So I have a dataframe of 5 columns with 9031 observations. Each record of a column is a the percentile rank of all the values in the column.
My goal is to find the highest percentile threshold to apply to all five columns in order to obtain n records.
So for example let's say my goal is to reduce to the number of records in my dataframe to 1000 records, what is the highest threshold I need to apply to all 5 columns in order to obtain 1000 records?

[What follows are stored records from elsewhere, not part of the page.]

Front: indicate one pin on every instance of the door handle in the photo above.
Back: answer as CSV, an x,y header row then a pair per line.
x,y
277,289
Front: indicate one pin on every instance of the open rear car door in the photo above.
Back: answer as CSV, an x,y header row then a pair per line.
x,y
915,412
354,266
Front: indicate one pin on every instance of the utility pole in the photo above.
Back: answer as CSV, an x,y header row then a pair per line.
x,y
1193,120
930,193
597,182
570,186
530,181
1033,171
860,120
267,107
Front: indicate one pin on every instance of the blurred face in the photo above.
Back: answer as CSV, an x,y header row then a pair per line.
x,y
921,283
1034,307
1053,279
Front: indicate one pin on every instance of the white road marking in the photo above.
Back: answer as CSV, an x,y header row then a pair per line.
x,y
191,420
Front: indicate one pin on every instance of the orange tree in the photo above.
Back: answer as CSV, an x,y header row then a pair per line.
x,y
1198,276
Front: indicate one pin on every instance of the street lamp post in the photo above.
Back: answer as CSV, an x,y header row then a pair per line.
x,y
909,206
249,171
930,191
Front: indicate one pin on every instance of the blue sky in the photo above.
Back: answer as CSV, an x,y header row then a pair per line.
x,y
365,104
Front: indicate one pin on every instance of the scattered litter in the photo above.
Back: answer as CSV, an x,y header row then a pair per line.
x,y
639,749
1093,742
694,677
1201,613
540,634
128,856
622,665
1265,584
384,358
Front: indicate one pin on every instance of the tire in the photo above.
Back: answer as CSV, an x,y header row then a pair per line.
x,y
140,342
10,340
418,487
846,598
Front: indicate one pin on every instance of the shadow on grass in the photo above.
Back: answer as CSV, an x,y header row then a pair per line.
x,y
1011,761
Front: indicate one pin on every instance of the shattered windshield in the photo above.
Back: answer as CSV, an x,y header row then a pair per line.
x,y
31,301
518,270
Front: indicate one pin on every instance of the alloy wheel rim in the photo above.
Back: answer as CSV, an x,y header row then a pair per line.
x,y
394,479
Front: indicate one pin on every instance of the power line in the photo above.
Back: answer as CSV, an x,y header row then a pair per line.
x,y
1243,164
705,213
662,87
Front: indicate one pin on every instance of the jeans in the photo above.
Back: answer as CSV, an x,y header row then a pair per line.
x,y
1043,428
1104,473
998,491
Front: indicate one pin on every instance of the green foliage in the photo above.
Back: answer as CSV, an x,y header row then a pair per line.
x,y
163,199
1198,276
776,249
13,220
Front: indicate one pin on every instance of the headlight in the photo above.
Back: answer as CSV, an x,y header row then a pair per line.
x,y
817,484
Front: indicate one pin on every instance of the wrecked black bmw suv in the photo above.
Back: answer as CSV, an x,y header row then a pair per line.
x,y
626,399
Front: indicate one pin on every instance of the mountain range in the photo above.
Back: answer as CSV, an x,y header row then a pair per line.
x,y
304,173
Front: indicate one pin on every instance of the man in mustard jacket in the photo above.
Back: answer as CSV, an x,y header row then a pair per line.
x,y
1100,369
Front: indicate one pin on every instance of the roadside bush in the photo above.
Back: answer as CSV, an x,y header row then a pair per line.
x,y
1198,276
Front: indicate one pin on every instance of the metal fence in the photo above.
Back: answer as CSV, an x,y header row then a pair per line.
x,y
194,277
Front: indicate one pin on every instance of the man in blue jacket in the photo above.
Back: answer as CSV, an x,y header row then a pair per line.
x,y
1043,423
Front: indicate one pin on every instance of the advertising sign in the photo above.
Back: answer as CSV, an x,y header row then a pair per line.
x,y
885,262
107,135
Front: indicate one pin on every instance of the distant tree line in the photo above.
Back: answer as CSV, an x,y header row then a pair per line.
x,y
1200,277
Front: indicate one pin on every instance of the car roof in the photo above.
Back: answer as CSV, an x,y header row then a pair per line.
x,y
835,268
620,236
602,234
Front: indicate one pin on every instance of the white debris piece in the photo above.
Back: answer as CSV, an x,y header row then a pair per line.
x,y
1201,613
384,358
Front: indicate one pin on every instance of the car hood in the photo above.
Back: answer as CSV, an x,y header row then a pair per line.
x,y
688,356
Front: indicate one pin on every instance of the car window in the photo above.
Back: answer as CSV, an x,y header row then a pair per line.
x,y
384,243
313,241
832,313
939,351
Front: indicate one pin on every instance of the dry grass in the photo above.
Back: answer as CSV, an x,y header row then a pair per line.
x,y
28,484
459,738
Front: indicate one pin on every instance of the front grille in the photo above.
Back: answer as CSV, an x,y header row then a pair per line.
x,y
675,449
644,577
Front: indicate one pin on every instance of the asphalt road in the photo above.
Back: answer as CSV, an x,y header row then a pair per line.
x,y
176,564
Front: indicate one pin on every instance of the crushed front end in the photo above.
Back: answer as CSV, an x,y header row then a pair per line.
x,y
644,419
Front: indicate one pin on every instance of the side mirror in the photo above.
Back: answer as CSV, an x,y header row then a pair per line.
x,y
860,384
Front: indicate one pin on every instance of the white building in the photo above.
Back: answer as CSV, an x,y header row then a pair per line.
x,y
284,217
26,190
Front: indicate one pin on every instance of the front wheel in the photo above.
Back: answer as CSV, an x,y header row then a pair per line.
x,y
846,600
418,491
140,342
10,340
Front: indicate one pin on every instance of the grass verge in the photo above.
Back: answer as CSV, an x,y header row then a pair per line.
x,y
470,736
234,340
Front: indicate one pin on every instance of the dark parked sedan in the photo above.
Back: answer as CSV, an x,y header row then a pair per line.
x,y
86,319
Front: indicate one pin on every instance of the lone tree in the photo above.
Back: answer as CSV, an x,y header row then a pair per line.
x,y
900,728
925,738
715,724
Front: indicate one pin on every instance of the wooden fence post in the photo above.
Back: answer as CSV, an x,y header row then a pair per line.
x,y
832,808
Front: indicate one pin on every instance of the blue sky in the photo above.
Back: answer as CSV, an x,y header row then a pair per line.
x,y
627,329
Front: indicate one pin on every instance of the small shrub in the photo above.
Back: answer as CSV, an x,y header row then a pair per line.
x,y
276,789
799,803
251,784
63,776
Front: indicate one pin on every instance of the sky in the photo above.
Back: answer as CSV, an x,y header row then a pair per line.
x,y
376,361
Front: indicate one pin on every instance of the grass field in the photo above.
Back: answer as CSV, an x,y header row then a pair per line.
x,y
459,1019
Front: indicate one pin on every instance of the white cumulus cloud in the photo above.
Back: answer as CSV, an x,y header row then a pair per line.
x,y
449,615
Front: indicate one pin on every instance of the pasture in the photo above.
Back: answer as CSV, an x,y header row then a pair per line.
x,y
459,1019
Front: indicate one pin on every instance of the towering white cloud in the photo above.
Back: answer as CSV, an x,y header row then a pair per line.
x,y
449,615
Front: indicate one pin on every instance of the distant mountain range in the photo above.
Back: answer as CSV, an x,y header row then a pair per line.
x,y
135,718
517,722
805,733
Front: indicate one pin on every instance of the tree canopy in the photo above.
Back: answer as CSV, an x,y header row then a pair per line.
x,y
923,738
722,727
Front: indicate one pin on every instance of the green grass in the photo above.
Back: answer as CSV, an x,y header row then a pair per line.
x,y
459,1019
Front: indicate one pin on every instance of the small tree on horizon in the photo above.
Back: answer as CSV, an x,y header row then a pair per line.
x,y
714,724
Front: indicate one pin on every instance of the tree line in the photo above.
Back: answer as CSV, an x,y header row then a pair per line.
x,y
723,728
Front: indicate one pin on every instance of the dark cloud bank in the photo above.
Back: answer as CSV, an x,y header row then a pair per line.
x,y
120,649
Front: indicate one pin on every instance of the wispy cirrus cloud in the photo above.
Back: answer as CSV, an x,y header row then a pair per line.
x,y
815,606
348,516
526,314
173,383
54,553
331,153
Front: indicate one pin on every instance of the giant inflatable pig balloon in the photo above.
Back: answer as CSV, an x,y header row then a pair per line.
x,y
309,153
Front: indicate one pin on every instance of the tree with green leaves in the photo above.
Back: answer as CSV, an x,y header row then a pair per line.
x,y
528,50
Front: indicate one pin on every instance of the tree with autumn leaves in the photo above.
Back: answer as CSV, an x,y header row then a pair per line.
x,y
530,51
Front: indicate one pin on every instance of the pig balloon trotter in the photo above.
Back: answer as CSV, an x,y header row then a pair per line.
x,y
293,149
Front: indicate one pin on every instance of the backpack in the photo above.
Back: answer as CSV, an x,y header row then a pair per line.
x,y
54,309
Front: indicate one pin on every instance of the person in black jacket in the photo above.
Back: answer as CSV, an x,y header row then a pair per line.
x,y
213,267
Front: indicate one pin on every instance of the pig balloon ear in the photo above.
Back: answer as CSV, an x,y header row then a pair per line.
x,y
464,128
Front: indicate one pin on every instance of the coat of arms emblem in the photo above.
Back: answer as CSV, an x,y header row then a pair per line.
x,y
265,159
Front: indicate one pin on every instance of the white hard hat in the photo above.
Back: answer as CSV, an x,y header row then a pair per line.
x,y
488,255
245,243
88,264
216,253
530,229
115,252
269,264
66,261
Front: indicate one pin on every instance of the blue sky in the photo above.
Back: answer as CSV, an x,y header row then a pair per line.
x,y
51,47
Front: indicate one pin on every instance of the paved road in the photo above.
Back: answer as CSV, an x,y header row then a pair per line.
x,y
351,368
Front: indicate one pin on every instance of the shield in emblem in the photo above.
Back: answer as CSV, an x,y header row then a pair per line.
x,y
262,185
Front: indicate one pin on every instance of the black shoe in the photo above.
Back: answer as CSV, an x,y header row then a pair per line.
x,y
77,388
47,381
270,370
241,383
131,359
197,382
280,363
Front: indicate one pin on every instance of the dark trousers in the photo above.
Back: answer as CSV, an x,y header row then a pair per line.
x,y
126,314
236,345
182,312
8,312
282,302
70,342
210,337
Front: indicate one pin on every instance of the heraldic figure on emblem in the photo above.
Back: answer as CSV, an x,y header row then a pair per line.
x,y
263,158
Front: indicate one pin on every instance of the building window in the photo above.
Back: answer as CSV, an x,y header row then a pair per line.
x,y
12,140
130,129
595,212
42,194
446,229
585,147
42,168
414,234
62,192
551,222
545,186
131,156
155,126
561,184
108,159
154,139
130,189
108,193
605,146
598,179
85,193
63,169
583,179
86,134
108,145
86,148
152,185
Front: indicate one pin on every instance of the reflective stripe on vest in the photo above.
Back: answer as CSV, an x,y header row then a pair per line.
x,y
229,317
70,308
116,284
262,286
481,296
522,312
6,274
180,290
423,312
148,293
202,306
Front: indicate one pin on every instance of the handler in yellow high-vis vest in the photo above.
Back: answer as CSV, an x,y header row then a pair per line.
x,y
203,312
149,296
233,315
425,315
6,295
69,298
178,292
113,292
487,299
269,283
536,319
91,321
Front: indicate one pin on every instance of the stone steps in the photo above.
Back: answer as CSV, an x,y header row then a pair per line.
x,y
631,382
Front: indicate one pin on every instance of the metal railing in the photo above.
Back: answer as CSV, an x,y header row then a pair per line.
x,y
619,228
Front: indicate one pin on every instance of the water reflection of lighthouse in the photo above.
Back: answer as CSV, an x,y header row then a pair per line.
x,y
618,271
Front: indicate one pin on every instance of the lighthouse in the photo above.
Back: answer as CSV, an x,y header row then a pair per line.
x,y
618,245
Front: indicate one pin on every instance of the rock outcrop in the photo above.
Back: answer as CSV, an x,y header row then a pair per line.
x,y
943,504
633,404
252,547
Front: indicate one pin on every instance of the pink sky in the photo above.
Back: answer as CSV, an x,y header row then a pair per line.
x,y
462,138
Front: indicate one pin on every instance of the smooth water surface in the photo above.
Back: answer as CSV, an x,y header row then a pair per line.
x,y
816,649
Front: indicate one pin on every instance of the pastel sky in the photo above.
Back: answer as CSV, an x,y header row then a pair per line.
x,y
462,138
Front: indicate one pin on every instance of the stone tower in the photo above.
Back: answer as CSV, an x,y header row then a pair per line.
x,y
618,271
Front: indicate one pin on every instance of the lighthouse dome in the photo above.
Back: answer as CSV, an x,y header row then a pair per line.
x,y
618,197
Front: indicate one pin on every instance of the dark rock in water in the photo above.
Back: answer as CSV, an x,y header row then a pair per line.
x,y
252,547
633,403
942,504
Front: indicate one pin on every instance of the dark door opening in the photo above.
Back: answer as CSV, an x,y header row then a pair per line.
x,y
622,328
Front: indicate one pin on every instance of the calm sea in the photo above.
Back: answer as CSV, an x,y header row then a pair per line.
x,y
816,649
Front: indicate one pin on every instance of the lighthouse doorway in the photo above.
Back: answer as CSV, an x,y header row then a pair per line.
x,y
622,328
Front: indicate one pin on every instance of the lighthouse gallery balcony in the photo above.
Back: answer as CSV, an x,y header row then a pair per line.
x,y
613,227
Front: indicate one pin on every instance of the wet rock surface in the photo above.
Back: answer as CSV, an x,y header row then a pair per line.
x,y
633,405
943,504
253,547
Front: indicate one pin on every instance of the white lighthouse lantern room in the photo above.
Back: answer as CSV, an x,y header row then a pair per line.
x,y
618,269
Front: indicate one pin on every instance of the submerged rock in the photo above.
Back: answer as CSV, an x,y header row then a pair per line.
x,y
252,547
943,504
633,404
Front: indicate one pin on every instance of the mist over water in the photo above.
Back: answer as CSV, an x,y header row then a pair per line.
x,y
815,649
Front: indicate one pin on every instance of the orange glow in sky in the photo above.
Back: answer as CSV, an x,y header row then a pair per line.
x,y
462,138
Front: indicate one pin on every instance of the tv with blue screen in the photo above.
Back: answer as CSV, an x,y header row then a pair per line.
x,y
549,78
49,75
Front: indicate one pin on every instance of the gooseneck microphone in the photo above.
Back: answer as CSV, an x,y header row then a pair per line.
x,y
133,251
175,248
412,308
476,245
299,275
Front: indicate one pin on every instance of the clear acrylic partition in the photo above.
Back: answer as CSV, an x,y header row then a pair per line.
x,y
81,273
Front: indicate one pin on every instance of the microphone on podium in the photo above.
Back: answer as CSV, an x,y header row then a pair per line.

Variance_Five_Metrics$Zips medium medium.1 medium.2 medium.3 medium.4
1 00501 0.8395527 0.8671243 0.9894807 0.6567379 0.45875318
2 00544 0.8075518 0.8687853 0.9883734 0.6345920 0.45100210
3 01432 0.6124460 0.2460414 0.9701030 0.9103089 0.17107740
4 01434 0.7869560 0.3000775 0.9268077 0.8760935 0.11859152
5 01450 0.6642675 0.2451556 0.9919167 0.9585871 0.09600266
So let's say the above if the first five records (of 9031 records) of my dataframe. If I want to shrink my df to exactly 1000 records, what is the cutoff point I need to apply to all 5 columns in order to obtain exactly 1000 records where all 5 columns have values below this cutoff point?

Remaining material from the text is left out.